The state has long been planning to deliver on former Gov. Jerry Brown’s 2016 vision for California to “launch its own damn satellite” after then-candidate Donald Trump threatened to cut off access to federal climate data if elected president.
In China last month, Gov. Gavin Newsom talked up his plans to send up a philanthropy-funded satellite, to be launched in partnership with the nonprofit Carbon Mapper and NASA Jet Propulsion Laboratory. The device will be able to pinpoint emissions from oil and gas infrastructure, waste, livestock and agriculture — key sources of the super-pollutant that both state and federal regulators have struggled to get a handle on.
“Trust me, there’s not a lot of states in the satellite business,” said Newsom at his University of Hong Kong talk.
But last weekend, GHGSat, a Canadian company, launched three satellites at the Vandenberg Space Force Base north of Santa Barbara as part of its network that it says already provides the more-granular methane data that the state’s been looking for.
Two of GHGSat’s new satellites, which launched using SpaceX technology, track methane, and one is focused on industrial CO2 emissions, which the company says is a build-out of the high-resolution work it has already been doing on methane since 2016.
“It’s kind of an interesting situation where the state of California has kind of declined to use our data waiting for this system to be up,” Jean-Francois Gauthier, the company’s senior vice president of strategy, said in an interview. (GHGSat works with other governments and nonprofits, but its data is not free.)

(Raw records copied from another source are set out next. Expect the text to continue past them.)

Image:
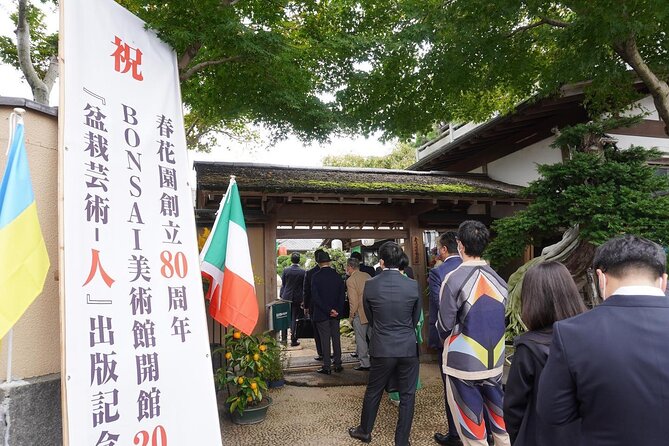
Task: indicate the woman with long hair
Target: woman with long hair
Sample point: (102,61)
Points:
(548,294)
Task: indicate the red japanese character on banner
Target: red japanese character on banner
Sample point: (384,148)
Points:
(127,57)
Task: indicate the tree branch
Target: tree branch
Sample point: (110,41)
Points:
(544,21)
(659,89)
(198,67)
(188,55)
(38,87)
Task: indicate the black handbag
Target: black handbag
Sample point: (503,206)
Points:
(304,328)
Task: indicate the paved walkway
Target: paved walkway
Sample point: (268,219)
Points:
(320,416)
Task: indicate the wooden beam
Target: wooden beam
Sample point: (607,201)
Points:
(321,212)
(341,233)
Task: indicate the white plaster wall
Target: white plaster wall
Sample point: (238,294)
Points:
(625,141)
(37,334)
(520,167)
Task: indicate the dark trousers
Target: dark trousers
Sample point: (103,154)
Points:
(452,431)
(329,330)
(295,312)
(317,336)
(379,375)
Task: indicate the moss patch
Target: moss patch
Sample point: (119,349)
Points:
(456,188)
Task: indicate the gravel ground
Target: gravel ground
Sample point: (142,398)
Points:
(321,416)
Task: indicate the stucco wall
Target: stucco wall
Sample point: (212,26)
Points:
(520,167)
(36,346)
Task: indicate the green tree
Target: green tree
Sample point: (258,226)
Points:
(602,189)
(416,62)
(401,157)
(34,52)
(240,62)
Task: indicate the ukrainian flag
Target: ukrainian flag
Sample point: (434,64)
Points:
(23,258)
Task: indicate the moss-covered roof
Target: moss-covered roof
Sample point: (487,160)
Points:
(214,176)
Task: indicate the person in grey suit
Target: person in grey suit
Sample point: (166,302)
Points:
(392,304)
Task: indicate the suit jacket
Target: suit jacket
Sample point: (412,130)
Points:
(392,304)
(434,279)
(327,293)
(306,290)
(610,367)
(292,284)
(355,286)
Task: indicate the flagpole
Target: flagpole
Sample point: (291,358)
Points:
(14,119)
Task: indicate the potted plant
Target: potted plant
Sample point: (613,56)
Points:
(243,377)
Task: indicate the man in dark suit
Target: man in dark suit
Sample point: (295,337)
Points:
(292,289)
(447,251)
(328,295)
(610,366)
(307,303)
(392,305)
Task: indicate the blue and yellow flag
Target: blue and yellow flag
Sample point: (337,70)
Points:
(24,261)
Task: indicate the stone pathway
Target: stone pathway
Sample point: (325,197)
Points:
(321,416)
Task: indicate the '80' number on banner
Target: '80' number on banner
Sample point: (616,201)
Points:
(173,264)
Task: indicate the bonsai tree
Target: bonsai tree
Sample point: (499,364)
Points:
(247,358)
(600,192)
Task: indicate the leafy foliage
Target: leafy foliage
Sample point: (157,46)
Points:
(607,193)
(44,45)
(417,62)
(401,157)
(247,358)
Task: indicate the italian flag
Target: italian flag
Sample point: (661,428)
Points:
(225,260)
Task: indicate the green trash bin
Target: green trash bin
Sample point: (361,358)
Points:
(278,315)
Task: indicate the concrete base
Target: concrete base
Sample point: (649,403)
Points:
(30,412)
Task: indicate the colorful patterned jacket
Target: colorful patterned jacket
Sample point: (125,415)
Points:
(471,308)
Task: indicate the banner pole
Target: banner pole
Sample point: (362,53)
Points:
(10,347)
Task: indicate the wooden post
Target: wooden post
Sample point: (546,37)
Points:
(418,261)
(270,266)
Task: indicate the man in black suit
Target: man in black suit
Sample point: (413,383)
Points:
(610,366)
(307,303)
(292,283)
(392,305)
(328,295)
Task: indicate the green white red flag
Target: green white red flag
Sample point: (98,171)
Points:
(225,260)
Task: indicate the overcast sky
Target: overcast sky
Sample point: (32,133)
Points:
(289,152)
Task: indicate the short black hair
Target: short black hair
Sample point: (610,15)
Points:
(356,255)
(474,237)
(391,254)
(353,262)
(449,240)
(548,295)
(630,254)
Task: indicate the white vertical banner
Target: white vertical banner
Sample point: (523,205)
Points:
(137,367)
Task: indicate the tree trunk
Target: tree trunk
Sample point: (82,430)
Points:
(659,90)
(40,88)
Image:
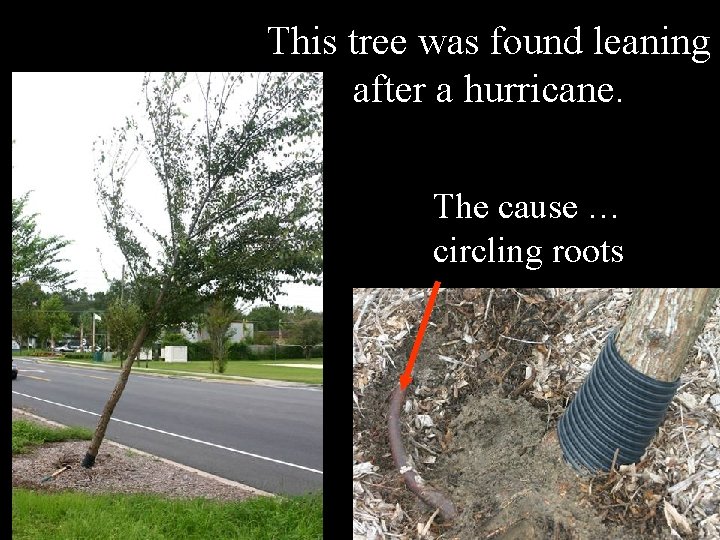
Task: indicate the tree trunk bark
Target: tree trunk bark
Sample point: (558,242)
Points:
(659,328)
(99,435)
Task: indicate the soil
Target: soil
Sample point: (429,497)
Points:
(491,446)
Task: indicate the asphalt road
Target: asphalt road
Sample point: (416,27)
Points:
(268,437)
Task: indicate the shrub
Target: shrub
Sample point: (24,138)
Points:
(198,351)
(239,351)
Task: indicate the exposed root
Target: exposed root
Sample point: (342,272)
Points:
(413,481)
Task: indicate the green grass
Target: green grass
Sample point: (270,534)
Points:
(242,368)
(25,435)
(71,515)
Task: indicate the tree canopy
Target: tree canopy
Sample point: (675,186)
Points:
(33,256)
(242,188)
(239,164)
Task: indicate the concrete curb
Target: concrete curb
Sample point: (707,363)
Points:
(204,474)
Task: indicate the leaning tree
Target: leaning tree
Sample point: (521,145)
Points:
(242,193)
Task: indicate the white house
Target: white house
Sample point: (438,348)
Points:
(238,331)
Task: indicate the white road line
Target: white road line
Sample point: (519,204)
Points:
(175,434)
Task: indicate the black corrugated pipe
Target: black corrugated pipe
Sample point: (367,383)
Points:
(616,408)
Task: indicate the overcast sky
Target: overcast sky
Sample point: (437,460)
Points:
(55,119)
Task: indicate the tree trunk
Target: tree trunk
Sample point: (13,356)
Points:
(624,398)
(660,326)
(99,435)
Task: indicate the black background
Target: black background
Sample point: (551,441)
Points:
(646,159)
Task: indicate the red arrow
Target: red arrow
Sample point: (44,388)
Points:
(406,377)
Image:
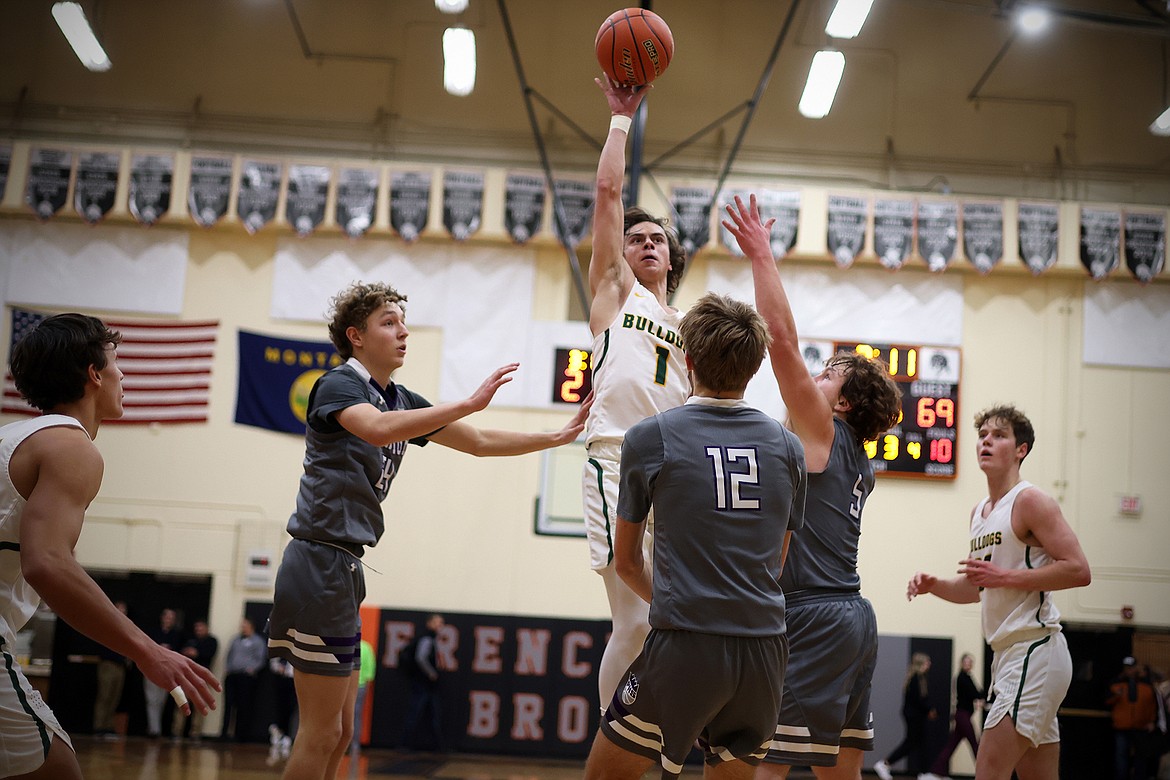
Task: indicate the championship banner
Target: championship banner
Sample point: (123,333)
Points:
(893,232)
(1146,244)
(208,190)
(462,202)
(693,212)
(304,205)
(937,228)
(260,187)
(523,206)
(572,209)
(96,185)
(983,234)
(48,180)
(846,228)
(1100,246)
(508,684)
(1039,228)
(357,195)
(166,366)
(151,177)
(5,161)
(275,378)
(410,204)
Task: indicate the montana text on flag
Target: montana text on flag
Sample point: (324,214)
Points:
(275,378)
(166,366)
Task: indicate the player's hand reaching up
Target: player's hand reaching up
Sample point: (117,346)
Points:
(751,233)
(621,99)
(480,399)
(920,584)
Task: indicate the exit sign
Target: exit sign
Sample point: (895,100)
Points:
(1130,505)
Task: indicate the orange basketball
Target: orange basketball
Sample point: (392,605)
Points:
(634,47)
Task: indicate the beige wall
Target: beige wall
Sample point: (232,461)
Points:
(199,497)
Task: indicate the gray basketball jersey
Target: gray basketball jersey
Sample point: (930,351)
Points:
(345,477)
(824,553)
(725,482)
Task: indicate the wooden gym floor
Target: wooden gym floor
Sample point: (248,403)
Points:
(137,758)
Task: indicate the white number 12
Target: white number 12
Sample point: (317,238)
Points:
(728,483)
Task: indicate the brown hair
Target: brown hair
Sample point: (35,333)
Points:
(1021,427)
(725,340)
(50,364)
(635,215)
(873,395)
(352,306)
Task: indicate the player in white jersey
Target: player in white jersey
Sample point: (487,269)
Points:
(1021,549)
(638,364)
(67,367)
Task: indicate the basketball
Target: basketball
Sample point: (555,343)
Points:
(634,47)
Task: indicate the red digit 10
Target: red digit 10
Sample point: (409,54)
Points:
(945,409)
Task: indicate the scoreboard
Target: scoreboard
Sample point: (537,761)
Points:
(923,442)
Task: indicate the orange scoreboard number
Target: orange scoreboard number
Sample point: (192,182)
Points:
(572,378)
(922,442)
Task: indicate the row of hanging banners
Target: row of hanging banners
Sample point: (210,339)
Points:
(901,226)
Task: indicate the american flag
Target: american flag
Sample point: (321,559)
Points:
(167,367)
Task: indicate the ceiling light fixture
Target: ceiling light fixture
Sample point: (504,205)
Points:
(71,20)
(459,61)
(1033,20)
(820,89)
(847,18)
(1161,125)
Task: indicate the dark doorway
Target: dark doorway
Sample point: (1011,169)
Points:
(73,682)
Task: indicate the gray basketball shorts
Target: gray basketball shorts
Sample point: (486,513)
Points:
(833,653)
(721,690)
(315,622)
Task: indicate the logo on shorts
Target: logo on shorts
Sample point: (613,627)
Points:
(630,690)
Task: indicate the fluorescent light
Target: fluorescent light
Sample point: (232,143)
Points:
(1161,125)
(847,18)
(820,89)
(73,22)
(459,61)
(1032,20)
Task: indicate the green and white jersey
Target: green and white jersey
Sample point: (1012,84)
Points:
(725,482)
(1010,615)
(638,367)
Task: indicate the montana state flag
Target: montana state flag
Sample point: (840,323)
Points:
(275,378)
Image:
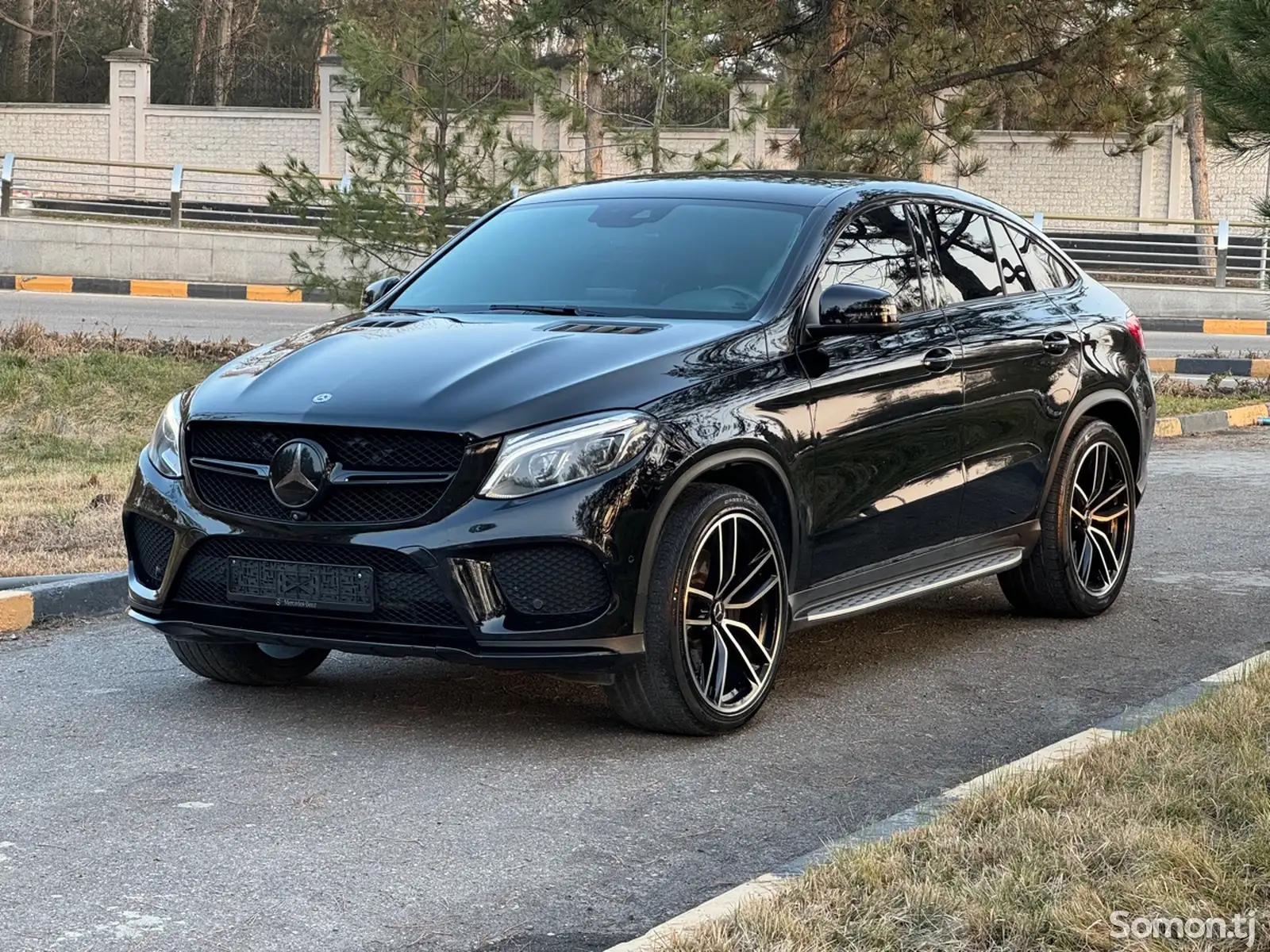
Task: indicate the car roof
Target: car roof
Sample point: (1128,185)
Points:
(797,188)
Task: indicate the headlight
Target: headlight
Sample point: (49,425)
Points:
(165,444)
(567,452)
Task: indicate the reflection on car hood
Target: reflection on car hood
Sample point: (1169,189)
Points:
(478,374)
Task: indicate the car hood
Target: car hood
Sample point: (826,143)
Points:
(474,374)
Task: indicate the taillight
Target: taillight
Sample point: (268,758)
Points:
(1134,328)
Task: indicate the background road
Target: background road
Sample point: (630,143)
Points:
(410,805)
(260,321)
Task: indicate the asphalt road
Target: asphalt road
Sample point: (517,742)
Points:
(410,805)
(262,321)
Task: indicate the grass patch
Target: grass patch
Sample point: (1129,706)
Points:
(75,410)
(1172,820)
(1179,397)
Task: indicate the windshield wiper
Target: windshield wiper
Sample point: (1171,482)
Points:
(556,310)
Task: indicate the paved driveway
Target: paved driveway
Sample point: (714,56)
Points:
(394,805)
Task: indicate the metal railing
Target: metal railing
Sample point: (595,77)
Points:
(1214,253)
(177,196)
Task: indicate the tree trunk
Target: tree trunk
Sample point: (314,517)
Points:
(145,10)
(55,44)
(594,133)
(662,79)
(22,50)
(1198,152)
(224,63)
(196,67)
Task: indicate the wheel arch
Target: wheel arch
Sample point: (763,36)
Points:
(749,469)
(1114,408)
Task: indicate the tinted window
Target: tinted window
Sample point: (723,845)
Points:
(963,251)
(622,255)
(876,251)
(1013,272)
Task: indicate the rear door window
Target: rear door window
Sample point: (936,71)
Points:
(1014,276)
(876,251)
(964,254)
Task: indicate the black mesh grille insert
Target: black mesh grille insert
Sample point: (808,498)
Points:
(149,546)
(404,593)
(385,451)
(563,582)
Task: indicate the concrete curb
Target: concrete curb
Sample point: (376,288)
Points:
(1206,366)
(60,596)
(1210,420)
(60,285)
(922,812)
(1204,325)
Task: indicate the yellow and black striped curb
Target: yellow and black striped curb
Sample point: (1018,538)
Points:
(780,879)
(60,285)
(67,596)
(1208,366)
(1206,325)
(1210,420)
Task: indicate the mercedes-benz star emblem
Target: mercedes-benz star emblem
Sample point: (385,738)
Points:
(298,474)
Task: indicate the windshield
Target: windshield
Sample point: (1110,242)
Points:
(685,258)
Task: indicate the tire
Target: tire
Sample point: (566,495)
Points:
(672,689)
(243,663)
(1058,577)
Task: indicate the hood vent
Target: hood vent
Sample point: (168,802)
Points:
(583,328)
(383,323)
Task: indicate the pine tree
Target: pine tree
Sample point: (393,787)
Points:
(429,152)
(899,86)
(1229,60)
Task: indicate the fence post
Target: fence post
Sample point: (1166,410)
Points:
(177,171)
(1223,247)
(6,186)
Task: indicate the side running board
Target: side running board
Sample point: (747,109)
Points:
(910,587)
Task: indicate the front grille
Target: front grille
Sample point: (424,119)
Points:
(149,547)
(404,593)
(379,451)
(564,583)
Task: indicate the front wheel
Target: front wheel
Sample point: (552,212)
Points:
(1079,566)
(715,620)
(241,663)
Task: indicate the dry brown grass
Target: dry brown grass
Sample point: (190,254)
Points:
(1172,820)
(75,410)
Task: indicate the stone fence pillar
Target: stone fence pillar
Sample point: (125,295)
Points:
(334,93)
(130,95)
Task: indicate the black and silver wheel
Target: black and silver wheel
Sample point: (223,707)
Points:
(241,663)
(1080,562)
(715,619)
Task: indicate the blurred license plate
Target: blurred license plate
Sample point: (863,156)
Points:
(347,588)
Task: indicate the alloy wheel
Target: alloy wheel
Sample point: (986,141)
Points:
(733,613)
(1102,520)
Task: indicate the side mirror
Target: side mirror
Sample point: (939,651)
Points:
(378,289)
(854,309)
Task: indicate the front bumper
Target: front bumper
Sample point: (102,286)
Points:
(454,562)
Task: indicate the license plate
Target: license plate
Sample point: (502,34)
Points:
(346,588)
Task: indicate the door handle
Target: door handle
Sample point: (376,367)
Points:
(1056,342)
(939,361)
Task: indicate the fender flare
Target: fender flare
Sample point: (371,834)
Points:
(683,480)
(1108,395)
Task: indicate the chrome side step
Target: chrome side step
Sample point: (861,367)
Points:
(941,578)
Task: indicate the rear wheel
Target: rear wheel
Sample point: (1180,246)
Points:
(241,663)
(1079,566)
(715,621)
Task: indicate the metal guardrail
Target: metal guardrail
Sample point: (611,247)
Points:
(173,194)
(1213,253)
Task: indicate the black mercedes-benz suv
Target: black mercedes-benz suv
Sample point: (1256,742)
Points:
(641,432)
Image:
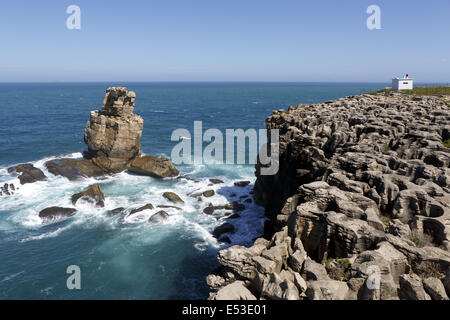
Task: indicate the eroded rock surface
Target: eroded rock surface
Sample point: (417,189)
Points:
(113,133)
(363,188)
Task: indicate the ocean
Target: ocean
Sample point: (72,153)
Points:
(126,257)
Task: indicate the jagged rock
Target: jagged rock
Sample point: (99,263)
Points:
(327,290)
(115,211)
(93,194)
(209,210)
(153,166)
(265,266)
(296,260)
(159,217)
(73,169)
(300,283)
(239,260)
(220,278)
(224,228)
(172,197)
(166,207)
(113,134)
(278,253)
(208,193)
(397,228)
(224,239)
(55,213)
(7,189)
(234,291)
(411,288)
(28,173)
(363,179)
(446,282)
(313,271)
(148,206)
(435,288)
(276,288)
(241,183)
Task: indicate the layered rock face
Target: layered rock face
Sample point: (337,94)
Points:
(360,206)
(113,134)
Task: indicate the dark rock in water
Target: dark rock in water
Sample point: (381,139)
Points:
(116,211)
(208,193)
(56,213)
(113,134)
(229,206)
(224,228)
(28,173)
(225,239)
(173,197)
(241,183)
(209,210)
(94,193)
(148,206)
(165,206)
(159,217)
(74,169)
(153,166)
(187,177)
(235,206)
(6,190)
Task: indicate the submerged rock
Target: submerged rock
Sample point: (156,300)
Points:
(153,166)
(171,207)
(113,134)
(74,169)
(56,213)
(173,197)
(241,183)
(224,228)
(28,173)
(234,291)
(93,194)
(148,206)
(208,193)
(159,217)
(7,189)
(115,211)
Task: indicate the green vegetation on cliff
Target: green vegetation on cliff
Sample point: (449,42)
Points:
(421,91)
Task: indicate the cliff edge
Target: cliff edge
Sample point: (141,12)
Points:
(359,209)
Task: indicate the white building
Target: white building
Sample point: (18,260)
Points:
(404,83)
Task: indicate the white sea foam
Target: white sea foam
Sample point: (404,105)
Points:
(132,191)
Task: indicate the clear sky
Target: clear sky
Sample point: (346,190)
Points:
(224,40)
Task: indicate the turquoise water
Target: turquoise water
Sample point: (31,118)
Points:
(120,257)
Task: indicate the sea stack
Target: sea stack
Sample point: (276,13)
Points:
(363,193)
(113,134)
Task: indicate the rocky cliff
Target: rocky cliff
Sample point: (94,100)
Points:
(113,134)
(359,209)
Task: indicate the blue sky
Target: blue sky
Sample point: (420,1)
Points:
(224,40)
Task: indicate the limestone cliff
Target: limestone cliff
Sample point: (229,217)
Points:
(113,134)
(359,209)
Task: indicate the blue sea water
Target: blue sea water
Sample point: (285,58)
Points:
(126,257)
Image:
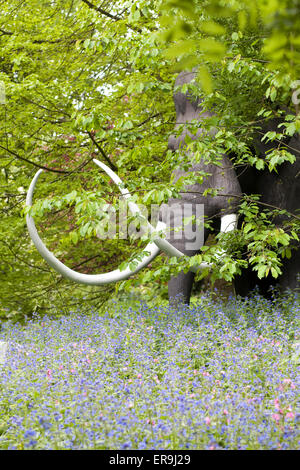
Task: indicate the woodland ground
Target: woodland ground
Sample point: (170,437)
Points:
(212,376)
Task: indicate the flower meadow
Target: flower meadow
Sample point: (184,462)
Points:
(213,375)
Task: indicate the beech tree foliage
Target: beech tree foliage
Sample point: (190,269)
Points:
(82,79)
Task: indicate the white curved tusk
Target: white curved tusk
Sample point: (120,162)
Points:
(228,222)
(90,279)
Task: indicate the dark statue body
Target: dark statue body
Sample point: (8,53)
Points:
(277,189)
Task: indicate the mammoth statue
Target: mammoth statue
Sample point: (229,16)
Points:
(222,208)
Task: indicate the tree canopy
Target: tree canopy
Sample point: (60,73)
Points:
(82,79)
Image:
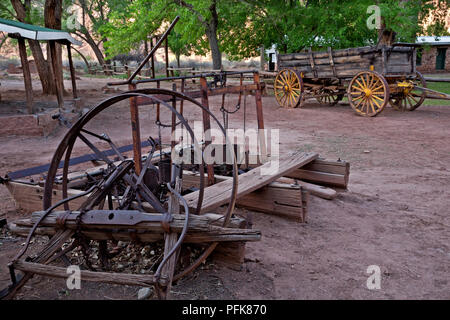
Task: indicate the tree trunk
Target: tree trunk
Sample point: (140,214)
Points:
(42,66)
(52,17)
(211,33)
(91,42)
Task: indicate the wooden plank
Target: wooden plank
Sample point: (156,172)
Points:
(29,197)
(286,202)
(322,178)
(328,166)
(22,228)
(104,277)
(220,193)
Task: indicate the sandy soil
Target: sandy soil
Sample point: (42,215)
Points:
(395,213)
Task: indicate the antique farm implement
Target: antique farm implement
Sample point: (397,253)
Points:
(158,192)
(370,77)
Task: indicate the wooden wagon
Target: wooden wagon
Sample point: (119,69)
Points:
(371,77)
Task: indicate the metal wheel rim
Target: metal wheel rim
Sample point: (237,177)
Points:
(69,139)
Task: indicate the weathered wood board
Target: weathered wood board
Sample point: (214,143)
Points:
(348,62)
(220,193)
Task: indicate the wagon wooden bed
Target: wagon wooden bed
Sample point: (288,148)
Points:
(371,77)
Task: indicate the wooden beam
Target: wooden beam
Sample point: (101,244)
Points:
(220,193)
(95,276)
(275,198)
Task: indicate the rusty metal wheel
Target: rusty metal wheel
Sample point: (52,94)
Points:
(288,88)
(368,93)
(409,99)
(84,128)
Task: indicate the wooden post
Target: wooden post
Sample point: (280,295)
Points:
(72,72)
(260,119)
(174,118)
(136,132)
(170,241)
(206,126)
(166,47)
(153,59)
(26,74)
(55,70)
(262,58)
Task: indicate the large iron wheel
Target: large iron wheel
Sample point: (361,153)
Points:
(368,93)
(79,132)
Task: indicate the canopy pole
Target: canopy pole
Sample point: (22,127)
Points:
(72,72)
(26,74)
(55,69)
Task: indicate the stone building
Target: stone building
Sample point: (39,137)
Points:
(434,56)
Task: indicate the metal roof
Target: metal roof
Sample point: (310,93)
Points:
(33,32)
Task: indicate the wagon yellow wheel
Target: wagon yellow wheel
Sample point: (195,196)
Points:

California hasn’t said exactly when it’s going to launch the new Carbon Mapper satellite. Newsom’s office said it’d be ready this month, but the California Air Resources Board couldn’t confirm that. In addition to a second philanthropy-funded satellite the state has in the works with San Francisco-based organization Planet, the legislature also put aside $100 million in last year’s budget to send out eight more methane-monitoring satellites under its new Methane Accountability Program.
CARB has an open request for proposals right now as it looks for contractors to partner on the state-funded satellite projects. GHGSat believes they may not be a good fit for the contract because the state has indicated that it’s looking to launch satellites, but they’re already ready with the data.
“It’s kind of a bit of an awkward situation,” said Gauthier.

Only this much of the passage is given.